Entro codesto orizzonte nichilistico, ogni condanna smarrisce la propria forza normativa e si riduce a una delle molteplici opinioni che si contendono lo spazio pubblico del confronto democratico. Nessun Dio, nessun bene assoluto, nessun fine ultimo, nessuna verità che possa ergersi a criterio innegabile, indiscutibile e universale di giudizio. Permangono soltanto le strategie, gli interessi particolari, i calcoli utilitaristici della convenienza. Restano le armi e i dispositivi che assicurano il vantaggio nella lotta perpetua per l’esistenza. La pace medesima si trasforma in dispositivo strumentale: non più adempimento del senso, ma equilibrio precario tra deterrenze reciproche, risultato provvisorio e sempre revocabile di un calcolo razionale sui costi e i benefici del conflitto armato. L’interrogativo autentico e decisivo, pertanto, non concerne la giustizia o l’ingiustizia dell’arma nucleare secondo i parametri di una morale astratta e priva di fondamento ontologico. Esso verte piuttosto sulla possibilità di una civiltà che non abbia nella potenza il proprio fondamento costitutivo e ineliminabile.

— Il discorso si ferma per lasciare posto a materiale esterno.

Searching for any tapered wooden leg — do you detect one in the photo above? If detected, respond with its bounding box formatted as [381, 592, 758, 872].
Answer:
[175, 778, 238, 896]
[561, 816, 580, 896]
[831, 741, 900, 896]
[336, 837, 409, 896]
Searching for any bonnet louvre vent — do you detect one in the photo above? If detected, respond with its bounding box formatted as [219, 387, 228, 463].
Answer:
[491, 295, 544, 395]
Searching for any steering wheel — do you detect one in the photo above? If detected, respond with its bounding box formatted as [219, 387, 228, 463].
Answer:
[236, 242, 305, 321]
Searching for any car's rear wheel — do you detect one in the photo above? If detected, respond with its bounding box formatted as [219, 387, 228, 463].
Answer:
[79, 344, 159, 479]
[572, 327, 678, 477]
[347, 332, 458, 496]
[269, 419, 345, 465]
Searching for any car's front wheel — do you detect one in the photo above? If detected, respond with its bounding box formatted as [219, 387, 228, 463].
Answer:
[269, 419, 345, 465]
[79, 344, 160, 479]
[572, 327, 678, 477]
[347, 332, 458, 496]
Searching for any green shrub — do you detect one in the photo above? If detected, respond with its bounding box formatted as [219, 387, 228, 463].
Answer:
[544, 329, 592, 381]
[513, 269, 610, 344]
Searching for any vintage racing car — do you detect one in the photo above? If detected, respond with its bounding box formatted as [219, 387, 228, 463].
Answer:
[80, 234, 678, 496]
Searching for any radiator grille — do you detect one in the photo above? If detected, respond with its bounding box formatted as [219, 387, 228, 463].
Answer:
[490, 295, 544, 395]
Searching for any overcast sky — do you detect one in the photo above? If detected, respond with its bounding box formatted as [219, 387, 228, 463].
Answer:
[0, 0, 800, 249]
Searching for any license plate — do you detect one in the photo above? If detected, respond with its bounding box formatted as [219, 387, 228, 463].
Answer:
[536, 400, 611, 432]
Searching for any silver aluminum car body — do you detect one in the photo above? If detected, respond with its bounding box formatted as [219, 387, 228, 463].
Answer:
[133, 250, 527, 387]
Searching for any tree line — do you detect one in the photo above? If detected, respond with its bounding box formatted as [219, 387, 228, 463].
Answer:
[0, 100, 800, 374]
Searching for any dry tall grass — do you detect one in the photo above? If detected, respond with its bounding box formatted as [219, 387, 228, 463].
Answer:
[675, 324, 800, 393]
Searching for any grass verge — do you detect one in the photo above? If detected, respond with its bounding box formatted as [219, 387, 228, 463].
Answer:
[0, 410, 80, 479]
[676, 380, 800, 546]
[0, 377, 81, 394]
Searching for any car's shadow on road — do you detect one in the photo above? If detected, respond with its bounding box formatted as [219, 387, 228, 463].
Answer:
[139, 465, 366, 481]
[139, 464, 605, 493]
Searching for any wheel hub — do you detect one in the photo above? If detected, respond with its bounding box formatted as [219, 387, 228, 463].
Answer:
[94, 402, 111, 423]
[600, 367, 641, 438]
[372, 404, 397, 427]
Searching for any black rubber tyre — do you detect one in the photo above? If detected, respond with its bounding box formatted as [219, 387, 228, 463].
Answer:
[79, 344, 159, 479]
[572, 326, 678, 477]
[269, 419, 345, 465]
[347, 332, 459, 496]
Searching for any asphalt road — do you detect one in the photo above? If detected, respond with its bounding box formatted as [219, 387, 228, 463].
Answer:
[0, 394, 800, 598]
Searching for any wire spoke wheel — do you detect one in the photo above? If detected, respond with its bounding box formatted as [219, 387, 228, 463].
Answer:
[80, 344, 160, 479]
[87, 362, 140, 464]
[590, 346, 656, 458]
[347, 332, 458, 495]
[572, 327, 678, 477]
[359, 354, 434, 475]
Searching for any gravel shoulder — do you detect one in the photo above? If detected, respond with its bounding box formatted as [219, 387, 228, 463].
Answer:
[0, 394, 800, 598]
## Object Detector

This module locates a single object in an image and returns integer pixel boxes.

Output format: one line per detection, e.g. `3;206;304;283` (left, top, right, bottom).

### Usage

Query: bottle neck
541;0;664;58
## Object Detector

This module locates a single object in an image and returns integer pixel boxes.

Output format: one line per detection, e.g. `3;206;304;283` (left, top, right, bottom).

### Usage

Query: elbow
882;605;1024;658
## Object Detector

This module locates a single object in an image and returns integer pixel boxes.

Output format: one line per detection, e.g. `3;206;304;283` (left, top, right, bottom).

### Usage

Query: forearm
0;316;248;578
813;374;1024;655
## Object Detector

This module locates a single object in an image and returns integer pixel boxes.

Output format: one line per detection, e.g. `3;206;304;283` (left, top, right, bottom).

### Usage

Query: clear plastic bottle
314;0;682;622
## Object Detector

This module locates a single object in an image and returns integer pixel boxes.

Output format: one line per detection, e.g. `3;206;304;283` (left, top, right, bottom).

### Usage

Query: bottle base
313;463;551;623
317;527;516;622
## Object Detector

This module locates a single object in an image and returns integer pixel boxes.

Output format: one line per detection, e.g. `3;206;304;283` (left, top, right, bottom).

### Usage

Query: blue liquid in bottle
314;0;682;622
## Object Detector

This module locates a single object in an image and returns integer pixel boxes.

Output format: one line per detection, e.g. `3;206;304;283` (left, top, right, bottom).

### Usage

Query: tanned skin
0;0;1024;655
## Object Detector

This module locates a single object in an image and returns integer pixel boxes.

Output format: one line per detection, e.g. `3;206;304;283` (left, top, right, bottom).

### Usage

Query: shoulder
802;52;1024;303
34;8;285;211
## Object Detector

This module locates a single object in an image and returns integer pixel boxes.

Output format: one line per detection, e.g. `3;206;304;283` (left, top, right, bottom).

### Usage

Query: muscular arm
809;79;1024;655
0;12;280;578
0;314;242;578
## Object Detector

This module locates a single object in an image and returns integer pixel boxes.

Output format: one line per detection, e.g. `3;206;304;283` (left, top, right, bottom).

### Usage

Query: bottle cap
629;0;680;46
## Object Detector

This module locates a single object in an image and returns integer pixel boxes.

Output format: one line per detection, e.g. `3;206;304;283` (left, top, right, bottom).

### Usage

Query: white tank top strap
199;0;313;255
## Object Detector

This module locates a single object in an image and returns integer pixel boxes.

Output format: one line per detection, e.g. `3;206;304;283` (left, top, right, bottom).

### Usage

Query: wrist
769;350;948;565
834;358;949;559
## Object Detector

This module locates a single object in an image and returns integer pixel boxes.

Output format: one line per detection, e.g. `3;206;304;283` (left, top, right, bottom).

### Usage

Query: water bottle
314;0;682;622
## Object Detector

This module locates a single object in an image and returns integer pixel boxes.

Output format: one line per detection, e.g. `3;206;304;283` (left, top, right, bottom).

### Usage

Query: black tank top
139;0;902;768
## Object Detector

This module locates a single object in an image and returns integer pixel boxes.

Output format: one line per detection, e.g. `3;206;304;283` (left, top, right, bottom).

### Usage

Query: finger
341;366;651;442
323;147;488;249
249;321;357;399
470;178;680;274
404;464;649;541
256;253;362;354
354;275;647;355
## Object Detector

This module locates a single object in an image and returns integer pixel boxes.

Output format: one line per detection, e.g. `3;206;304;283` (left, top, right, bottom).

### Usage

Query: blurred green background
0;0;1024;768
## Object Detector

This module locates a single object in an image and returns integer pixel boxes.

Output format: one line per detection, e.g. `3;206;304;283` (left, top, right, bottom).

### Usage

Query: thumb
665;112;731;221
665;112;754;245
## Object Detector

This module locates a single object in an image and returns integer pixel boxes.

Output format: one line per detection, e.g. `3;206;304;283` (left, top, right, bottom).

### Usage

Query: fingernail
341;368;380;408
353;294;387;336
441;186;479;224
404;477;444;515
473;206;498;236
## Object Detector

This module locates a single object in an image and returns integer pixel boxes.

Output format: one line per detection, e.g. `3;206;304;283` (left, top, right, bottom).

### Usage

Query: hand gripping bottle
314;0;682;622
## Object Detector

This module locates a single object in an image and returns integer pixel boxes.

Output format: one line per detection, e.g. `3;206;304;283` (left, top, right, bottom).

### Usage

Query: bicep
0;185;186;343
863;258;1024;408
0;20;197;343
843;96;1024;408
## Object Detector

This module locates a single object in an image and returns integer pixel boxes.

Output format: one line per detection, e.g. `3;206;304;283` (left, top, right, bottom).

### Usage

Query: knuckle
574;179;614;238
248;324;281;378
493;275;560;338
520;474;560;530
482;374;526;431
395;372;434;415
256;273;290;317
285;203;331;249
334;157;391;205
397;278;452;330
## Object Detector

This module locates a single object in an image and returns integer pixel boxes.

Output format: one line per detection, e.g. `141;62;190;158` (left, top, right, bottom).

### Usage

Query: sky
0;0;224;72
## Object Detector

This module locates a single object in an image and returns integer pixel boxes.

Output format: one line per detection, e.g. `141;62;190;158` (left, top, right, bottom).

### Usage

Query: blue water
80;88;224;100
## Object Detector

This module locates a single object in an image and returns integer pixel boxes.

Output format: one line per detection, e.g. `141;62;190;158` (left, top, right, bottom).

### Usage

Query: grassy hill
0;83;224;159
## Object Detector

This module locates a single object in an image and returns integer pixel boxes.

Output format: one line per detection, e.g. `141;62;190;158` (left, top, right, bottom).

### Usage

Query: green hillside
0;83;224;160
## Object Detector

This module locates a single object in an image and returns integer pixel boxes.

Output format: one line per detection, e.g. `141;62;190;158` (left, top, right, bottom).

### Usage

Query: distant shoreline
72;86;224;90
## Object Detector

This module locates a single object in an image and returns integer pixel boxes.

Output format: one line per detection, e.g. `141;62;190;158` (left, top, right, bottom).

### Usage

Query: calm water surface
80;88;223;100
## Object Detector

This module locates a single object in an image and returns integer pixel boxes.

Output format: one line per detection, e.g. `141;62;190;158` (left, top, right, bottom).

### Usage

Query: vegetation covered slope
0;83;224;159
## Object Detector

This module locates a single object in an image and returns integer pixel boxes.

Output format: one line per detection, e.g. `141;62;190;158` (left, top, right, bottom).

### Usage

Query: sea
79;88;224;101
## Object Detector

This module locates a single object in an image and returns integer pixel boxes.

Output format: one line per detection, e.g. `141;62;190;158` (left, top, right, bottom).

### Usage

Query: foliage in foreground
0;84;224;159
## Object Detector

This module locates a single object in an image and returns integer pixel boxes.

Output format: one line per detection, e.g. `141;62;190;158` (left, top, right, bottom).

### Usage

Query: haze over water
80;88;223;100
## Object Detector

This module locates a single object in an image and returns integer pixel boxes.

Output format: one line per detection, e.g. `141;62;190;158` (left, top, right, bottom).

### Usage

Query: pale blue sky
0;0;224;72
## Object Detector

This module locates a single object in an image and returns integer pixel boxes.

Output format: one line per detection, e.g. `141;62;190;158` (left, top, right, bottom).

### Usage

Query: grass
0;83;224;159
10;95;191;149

Fintantoché il senso dell’essere rimane consegnato alla volontà di potenza, fintantoché il dominio continua a configurarsi quale forma della salvezza mondana, ogni condanna non potrà risolversi se non in ornamento retorico, in consolazione per anime belle. Non si tratta di assumere atteggiamenti pacifisti o bellicisti, bensì di vedere – e cioè di pensare sino al fondamento ultimo – che la tecnica non costituisce un accidente esterno all’essenza dell’uomo, ma il compimento necessario del destino dell’Occidente. E che l’arma atomica, lungi dal rappresentare un errore o una deviazione rispetto al cammino della civiltà, manifesta la forma estrema e più coerente della verità che governa il nostro tempo: quella verità che identifica l’essere con la potenza, l’esistenza con la capacità di dominare e trasformare l’ente nella sua totalità. In questo senso rigorosamente filosofico, le anime belle non sono innocenti. Sono cieche.